If any of you lads who are still in the land of the living who knew me from my navy days--1953/73 get in touch especially those who owed me money, if I owed them then forget about it, I`m only on the pension and can`t afford to pay back-seriously get in touch, I`d be pleased to hear from you and go over old times.

Dave.(Thumb) 

PS. 
I`ll get the good wife to put the kettle on.


----------



## jg grant (Nov 22, 2007)

*welcome aboard*

welcome aboard mate. I was in the RFA, Retainer and a couple of wave tankers. Don't remember anyone called Ceylon 220. Regards Ronnie


----------



## CEYLON220 (Feb 19, 2006)

Ronnie, do you remember a first class singer and ex navyman in the 50s called David Whitfield well my name when I first joined the RN was the latter, and I got that sick of senior rates asking me if I was the singer 
David Whitfield or you must be the singer,give us a song, or sing Caramia, so I took up David as my christian name and was Dave from that day on, only my mother kept me to the one she named me right up to her death 15 years ago-------so lads its: Dave (ceylon220)


----------



## jg grant (Nov 22, 2007)

*Dw*

Tenakwe from NZ Ceylon. Yes I remember D Caramia W but there was another ex matelot who became a famous singer but was better known as the singing bus driver and that was Matt Munroe.
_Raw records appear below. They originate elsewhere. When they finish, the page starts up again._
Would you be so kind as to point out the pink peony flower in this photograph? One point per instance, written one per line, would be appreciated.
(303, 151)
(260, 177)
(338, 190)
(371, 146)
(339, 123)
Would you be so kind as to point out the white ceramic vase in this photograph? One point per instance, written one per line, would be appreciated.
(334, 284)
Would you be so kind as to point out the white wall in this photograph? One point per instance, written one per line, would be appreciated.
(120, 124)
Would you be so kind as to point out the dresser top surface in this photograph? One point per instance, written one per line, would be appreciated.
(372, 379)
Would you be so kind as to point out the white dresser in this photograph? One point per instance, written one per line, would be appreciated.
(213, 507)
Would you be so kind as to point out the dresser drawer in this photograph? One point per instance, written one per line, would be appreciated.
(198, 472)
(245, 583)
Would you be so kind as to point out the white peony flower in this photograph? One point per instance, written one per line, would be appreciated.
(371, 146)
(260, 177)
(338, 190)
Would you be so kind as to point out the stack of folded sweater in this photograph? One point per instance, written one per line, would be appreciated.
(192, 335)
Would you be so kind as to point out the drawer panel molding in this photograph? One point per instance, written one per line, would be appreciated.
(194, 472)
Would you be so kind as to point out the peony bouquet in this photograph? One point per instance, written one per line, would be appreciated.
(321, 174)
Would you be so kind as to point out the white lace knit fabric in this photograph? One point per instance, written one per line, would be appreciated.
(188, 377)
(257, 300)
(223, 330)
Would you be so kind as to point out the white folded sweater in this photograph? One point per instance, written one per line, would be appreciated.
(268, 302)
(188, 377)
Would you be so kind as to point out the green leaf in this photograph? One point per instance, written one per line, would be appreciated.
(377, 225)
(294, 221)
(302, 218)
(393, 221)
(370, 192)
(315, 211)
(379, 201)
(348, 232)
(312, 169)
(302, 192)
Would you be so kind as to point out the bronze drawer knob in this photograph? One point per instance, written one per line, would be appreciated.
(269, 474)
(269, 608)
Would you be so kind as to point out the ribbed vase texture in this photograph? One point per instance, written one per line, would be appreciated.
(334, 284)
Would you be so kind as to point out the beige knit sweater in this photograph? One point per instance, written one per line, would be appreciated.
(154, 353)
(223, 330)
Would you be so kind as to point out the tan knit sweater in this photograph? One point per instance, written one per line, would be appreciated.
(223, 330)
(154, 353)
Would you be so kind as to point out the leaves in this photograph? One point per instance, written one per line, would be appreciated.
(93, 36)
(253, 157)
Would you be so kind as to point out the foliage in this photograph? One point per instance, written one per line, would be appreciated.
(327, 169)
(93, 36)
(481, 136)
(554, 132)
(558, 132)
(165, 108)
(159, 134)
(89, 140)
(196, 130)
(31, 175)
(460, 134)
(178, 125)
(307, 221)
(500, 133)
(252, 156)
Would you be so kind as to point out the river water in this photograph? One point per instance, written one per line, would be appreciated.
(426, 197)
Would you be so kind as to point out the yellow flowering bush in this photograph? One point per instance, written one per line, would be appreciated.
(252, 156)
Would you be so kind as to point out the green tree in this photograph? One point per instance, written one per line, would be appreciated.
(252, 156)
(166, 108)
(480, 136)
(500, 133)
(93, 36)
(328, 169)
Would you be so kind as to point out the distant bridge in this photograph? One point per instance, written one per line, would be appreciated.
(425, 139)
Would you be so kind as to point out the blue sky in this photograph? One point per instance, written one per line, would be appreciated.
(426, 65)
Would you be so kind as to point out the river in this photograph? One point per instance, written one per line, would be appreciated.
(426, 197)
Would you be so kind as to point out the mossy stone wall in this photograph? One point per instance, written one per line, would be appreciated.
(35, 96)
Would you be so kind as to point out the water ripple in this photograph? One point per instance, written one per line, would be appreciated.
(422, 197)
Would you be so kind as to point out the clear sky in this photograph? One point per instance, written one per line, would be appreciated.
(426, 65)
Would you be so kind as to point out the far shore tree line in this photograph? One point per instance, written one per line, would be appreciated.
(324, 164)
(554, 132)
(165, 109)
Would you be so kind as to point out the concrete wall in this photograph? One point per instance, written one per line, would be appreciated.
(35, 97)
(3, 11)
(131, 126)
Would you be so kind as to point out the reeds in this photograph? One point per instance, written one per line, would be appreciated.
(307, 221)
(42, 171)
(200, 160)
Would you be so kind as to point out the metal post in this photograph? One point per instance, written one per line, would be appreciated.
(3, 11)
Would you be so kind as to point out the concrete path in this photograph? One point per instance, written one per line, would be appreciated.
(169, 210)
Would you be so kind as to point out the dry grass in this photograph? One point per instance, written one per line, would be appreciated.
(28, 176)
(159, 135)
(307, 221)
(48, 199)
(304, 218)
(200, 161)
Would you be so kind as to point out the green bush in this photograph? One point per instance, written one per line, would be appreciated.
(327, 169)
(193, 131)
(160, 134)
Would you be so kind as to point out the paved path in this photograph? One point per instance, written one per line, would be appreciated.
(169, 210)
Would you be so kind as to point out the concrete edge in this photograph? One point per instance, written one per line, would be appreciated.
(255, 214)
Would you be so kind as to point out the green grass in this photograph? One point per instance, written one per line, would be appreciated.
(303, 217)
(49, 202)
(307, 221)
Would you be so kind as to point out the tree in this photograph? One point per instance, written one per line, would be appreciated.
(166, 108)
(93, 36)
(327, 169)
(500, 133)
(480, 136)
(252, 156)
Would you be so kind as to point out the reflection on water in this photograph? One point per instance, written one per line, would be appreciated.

Not a lot of people know that and the only reason I do is because he came to a cabaret restaurant I was working in and brought the head chef up on stage who happened to be an old shipmate of his. I did Retainer 1959/60 ,wave Baron and Chief on the cod war run around Iceland. Regards Ronnie


----------



## kwg (Mar 11, 2007)

Slightly off topic...

When I was taking my 2nd Mates in Hull, David Whitfield used to go into the MN Hotel on a Sunday evening and have a sing-song round the piano.


----------